What this visualization displays is the average distance between instances within the cluster and instances in the nearest cluster. For a given data instance, the silhouette close to 1 indicates that the data instance is close to the center of the cluster. Instances with silhouette scores close to 0 are on the border between two clusters. Overall, the quality of the clustering could be assessed by the average silhouette scores of the data instances. But here, we are more interested in the individual silhouettes and their visualization in the silhouette plot.
Using the good old iris data set, we are going to assess the silhouettes for each of the data instances. In k-means we set the number of clusters to 3 and send the data to Silhouette plot. Good clusters should include instances with higher silhouette scores. But we’re doing the opposite. In Orange, we are selecting instances with scores close to 0 from the silhouette plot and pass them to other widgets for exploration. No surprise, they are at the periphery of two clusters. This is so perfectly demonstrated in the scatter plot.
Let’s do something wild now. We’ll use the silhouette on a class attribute of Iris (no clustering here, just using the original class values from the data set). Here is our hypothesis: the data instances with low silhouette values are also those that will be misclassified by some learning algorithm. Say, by a random forest.

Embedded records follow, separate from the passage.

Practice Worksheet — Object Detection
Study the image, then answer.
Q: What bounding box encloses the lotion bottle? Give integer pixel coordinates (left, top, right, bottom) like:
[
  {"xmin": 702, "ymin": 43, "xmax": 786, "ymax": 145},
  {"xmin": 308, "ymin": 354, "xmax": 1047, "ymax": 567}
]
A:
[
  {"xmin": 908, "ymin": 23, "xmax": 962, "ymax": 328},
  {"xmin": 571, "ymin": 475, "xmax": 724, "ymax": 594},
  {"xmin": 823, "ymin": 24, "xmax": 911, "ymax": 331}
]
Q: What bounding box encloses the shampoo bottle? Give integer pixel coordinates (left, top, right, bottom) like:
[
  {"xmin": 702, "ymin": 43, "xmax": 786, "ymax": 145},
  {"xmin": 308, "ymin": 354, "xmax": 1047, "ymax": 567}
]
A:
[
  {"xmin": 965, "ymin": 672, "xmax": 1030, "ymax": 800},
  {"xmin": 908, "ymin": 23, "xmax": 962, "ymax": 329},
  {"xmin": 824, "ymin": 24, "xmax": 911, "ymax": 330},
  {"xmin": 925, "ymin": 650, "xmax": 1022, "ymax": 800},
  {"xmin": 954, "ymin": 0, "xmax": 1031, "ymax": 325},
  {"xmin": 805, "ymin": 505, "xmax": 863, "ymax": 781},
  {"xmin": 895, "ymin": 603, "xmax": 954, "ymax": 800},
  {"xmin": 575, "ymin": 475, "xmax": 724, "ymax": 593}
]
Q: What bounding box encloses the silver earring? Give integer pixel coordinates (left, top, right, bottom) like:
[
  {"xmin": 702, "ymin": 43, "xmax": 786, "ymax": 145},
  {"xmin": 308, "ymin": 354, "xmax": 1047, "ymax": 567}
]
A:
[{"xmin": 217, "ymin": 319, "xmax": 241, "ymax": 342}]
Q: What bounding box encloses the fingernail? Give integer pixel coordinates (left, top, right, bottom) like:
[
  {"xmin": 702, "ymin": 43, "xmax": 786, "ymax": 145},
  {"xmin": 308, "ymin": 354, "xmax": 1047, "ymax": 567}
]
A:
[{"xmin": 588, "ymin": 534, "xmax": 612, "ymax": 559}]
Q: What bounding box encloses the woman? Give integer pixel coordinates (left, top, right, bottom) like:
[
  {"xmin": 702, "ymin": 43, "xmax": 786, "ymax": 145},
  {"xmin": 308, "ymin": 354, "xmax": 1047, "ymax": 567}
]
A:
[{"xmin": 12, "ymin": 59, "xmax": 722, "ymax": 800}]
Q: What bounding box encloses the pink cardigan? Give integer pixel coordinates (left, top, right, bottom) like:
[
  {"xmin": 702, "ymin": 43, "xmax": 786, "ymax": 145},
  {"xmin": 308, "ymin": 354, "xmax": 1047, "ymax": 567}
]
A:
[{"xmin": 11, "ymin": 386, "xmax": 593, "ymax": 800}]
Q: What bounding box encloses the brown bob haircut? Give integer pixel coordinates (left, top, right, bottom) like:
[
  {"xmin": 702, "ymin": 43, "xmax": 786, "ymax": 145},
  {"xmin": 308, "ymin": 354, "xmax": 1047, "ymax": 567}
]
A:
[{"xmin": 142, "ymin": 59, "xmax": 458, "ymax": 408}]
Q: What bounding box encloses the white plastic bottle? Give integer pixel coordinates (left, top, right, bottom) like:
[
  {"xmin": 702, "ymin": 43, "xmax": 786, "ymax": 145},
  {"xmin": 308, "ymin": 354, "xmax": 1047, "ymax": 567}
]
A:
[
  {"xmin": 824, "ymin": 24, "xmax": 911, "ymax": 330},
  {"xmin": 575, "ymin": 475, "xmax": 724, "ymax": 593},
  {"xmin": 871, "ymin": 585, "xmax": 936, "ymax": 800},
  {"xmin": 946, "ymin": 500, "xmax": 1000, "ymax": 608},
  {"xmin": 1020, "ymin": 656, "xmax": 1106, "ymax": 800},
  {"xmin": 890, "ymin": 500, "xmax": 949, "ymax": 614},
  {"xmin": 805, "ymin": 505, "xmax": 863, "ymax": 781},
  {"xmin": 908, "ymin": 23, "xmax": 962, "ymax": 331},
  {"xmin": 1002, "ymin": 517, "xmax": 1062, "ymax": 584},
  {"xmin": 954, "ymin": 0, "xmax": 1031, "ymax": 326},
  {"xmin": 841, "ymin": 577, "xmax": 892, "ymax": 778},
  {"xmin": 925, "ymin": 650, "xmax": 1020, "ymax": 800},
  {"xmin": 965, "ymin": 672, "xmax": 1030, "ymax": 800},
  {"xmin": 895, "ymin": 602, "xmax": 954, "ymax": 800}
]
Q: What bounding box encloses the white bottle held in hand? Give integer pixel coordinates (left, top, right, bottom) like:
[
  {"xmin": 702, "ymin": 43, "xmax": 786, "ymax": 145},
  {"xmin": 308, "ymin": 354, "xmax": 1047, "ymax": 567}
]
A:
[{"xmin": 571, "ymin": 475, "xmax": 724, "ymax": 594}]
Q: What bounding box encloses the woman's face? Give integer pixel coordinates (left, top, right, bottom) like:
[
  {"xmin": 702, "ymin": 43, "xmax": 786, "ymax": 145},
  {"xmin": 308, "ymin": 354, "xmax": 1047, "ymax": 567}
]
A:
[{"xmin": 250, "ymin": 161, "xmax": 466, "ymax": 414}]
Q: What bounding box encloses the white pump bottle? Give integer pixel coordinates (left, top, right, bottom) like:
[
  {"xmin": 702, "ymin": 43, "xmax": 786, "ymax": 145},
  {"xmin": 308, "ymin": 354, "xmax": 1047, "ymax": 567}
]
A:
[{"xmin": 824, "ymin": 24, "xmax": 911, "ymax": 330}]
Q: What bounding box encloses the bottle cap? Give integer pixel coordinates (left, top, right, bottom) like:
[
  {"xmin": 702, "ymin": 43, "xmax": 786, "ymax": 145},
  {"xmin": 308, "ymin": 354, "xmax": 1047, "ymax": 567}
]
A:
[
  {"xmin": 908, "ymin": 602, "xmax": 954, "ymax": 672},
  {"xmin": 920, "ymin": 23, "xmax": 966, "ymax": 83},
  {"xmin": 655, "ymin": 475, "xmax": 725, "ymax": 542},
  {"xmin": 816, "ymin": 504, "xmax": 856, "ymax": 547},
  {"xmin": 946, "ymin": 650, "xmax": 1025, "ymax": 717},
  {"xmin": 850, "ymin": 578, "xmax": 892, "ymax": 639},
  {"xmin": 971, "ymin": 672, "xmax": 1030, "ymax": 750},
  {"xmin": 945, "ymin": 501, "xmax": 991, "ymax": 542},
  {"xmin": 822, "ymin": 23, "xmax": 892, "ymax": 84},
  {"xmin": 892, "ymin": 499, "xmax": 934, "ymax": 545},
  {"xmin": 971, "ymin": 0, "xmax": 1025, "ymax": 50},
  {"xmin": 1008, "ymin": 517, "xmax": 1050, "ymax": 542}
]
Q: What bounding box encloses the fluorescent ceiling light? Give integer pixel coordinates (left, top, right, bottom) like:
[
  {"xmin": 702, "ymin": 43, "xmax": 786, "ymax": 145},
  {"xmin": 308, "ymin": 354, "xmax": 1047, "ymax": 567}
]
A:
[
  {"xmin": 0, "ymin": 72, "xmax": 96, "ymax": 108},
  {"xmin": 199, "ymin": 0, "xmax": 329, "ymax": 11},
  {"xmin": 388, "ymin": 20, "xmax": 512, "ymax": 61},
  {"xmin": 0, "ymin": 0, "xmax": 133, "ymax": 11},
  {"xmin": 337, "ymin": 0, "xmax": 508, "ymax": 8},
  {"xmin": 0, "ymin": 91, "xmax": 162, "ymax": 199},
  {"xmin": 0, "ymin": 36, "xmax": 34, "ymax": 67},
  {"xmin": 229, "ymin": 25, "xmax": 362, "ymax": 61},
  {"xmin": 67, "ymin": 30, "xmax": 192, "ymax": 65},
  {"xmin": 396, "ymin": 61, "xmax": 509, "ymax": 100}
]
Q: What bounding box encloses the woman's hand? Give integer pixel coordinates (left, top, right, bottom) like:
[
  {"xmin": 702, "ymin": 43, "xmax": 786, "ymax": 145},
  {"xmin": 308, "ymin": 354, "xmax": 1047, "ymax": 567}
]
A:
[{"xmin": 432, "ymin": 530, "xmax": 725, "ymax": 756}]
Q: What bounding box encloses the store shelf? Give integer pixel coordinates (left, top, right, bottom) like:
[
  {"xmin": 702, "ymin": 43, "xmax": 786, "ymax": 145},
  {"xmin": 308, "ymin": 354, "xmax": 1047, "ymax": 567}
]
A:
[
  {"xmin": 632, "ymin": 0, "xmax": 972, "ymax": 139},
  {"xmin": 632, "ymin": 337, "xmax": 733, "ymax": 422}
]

We will use ten-fold cross validation in Test&Score, send the evaluation results to confusion matrix and select misclassified instances in the widget. Then we will explore the inclusion of these misclassifications in the set of low-silhouette instances in the Venn diagram. The agreement (i.e. the intersection in Venn) between the two techniques is quite high.
Finally, we can observe these instances in the Scatter Plot. Classifiers indeed have problems with borderline data instances. Our hypothesis was correct.
Silhouette plot is yet another one of the great visualizations that can help you with data analysis or with understanding certain machine learning concepts. What did we say? Fruitful and fun!